Prehospital prophylactic lidocaine does not favorably affect outcome in patients with chest pain

1989 
Study objectives: The purpose of our study was to determine the morbidity and mortality in initially stable patients presenting to paramedics with chest pain; to examine possible beneficial effects of its use, including reduction of sudden death syndrome in the prehospital and emergency department setting; and to determine if prophylactic lidocaine is associated with adverse effects in this patient population. Design and setting: This was a randomized, prospective study using prophylactic lidocaine in patients complaining of chest pain who presented to our paramedic system between January 1984 and January 1988. Type of participants: All patients aged 18 years or older with chest pain of suspected cardiac origin who presented to paramedics during the study period were included. Excluded were patients presenting with warning arrhythmias, second- or third-degree heart block, bradycardias of less than 50, hypotension of less than 90 mm Hg systolic, or known allergy to lidocaine. Interventions: Patients were randomized into two groups, the lidocaine-treated group and the control group. An initial bolus of 1 mg/kg IV lidocaine was administered to the lidocaine-treated group. A simultaneous 2 mg/min IV drip was established. Ten minutes after the first dose of lidocaine, a second bolus of 0.5 mg/kg was administered.
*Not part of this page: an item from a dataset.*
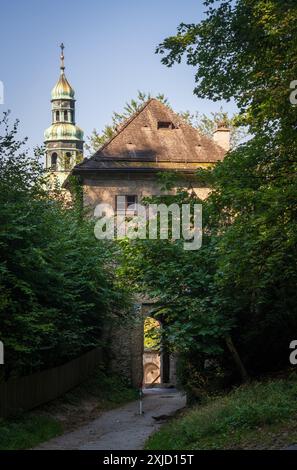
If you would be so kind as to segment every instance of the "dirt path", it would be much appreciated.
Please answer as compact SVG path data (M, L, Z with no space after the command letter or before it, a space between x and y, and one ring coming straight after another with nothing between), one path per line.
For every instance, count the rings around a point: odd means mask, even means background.
M145 391L144 414L138 414L138 402L102 413L80 429L39 445L38 450L137 450L164 420L185 406L185 397L173 389ZM154 417L161 417L156 420Z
Measurements and main results: During the study period, 1,427 patients were entered; 704 received lidocaine, and 723 did not. Discharge diagnoses included acute myocardial infarction (31%), unstable angina (33%), other cardiac problems (7%), and noncardiac problems (29%); overall mortality rate was 7.4%. There was an equal distribution of deaths between the lidocaine-treated group (57) and the control group (48). Six patients had a cardiac arrest in the prehospital setting, and 15 had a cardiac arrest in the ED. Malignant ventricular arrhythmias as the precipitating arrest-rhythm in patients with acute myocardial infarctions were similar for the lidocaine-treated and control groups. The incidence of adverse effects, including hypotension, bradycardias, second- or third-degree heart blocks, tinnitus, and altered mental status, was similar in both groups. Conclusion: There are no benefits from the administration of prehospital prophylactic lidocaine in stable patients with chest pain; therefore, routine use in this setting appears unwarranted.